Matt's post started with an observation of fashion designers, through watching Project Runway. These designers are judged not only on concept, but also on execution, or inability to execute. I think this is one profession in particular where the craft of constructing and prototyping are important. You see it when looking at process. Some designers make cartoonish sketches and others beautiful concept drawings. But in the end, the concept can't stand alone if they're judged equally on execution.

Learning html for Mosaic is one of the reasons I was drawn to the web. It was like taking a toaster apart only to learn how to put it back together. I took my first job basically to apprentice, even though I would be learning most of the HTML techniques on my own and through mailing lists like ALA. All that time and experience helps me every day that I draw a UI schematic. The immersion over time is what makes it become part of your language, and gives you the confidence to design without limitations.

I don't think that everyone needs to create production-quality html. I agree with Matt on the main point here. UX designers benefit from developing a working knowledge of the craft of html and css, and should at least put in some time working on prototypes to understand the capabilities of the medium. Even if new designers only work on personal projects, the experience helps them if they never use that skill in producing a deliverable. At best, it gives one the ability to personally demonstrate interactivity with a prototype resembling a working product if they have to.

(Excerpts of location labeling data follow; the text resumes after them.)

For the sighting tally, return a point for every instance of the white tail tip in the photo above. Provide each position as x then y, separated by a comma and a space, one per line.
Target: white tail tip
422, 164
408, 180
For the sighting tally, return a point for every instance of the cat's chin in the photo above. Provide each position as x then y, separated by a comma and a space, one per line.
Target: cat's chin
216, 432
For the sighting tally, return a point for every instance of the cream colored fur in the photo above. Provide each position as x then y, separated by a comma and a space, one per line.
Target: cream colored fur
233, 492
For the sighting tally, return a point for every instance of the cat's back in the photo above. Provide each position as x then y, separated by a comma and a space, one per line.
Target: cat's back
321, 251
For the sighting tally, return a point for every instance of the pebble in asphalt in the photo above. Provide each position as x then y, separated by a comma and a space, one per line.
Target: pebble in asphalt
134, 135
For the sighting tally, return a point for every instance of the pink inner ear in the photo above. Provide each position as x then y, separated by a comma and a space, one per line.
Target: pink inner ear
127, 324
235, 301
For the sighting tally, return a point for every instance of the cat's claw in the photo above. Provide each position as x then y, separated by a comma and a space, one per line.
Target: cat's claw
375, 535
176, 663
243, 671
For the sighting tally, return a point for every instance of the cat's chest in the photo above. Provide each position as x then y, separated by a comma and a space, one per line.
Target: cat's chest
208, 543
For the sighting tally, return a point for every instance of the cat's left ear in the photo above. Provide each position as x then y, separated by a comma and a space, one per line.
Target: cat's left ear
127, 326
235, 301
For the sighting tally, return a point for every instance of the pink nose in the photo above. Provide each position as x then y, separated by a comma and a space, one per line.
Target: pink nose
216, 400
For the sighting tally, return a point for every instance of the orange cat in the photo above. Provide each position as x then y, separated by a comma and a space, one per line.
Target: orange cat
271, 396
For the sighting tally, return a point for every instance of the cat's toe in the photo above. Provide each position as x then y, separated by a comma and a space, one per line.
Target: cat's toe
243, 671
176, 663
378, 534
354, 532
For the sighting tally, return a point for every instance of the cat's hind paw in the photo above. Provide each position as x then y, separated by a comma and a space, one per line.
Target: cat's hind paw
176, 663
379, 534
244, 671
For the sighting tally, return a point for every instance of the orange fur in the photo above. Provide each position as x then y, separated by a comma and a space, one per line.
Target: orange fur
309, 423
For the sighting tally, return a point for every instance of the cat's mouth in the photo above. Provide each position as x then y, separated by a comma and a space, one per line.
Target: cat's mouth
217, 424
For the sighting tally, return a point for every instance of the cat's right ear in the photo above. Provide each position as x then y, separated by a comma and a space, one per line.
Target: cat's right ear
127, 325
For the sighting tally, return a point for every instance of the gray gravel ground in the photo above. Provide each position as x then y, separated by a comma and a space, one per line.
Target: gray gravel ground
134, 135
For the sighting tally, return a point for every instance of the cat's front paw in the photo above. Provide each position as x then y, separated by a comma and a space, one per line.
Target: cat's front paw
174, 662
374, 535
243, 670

The biggest point of contention may be whether they need to maintain this ability over time. I don't necessarily think that's true. I, like many other UX designers I know, are familiar enough with HTML to prototype, but are good enough at sketching or with using tools to demonstrate ideas so that someone better suited to building the interactive prototype can execute. That's not to say that we'll all let those skills drop by the wayside as our careers mature. I certainly try to prevent that from happening, which is one of the reasons I blog. But there are resources that can prototype faster and better once we select and refine an idea enough. In the end, execution for me means communicating a refined concept, and doing that doesn't always mean making html or writing code. But the process certainly is informed by understanding it.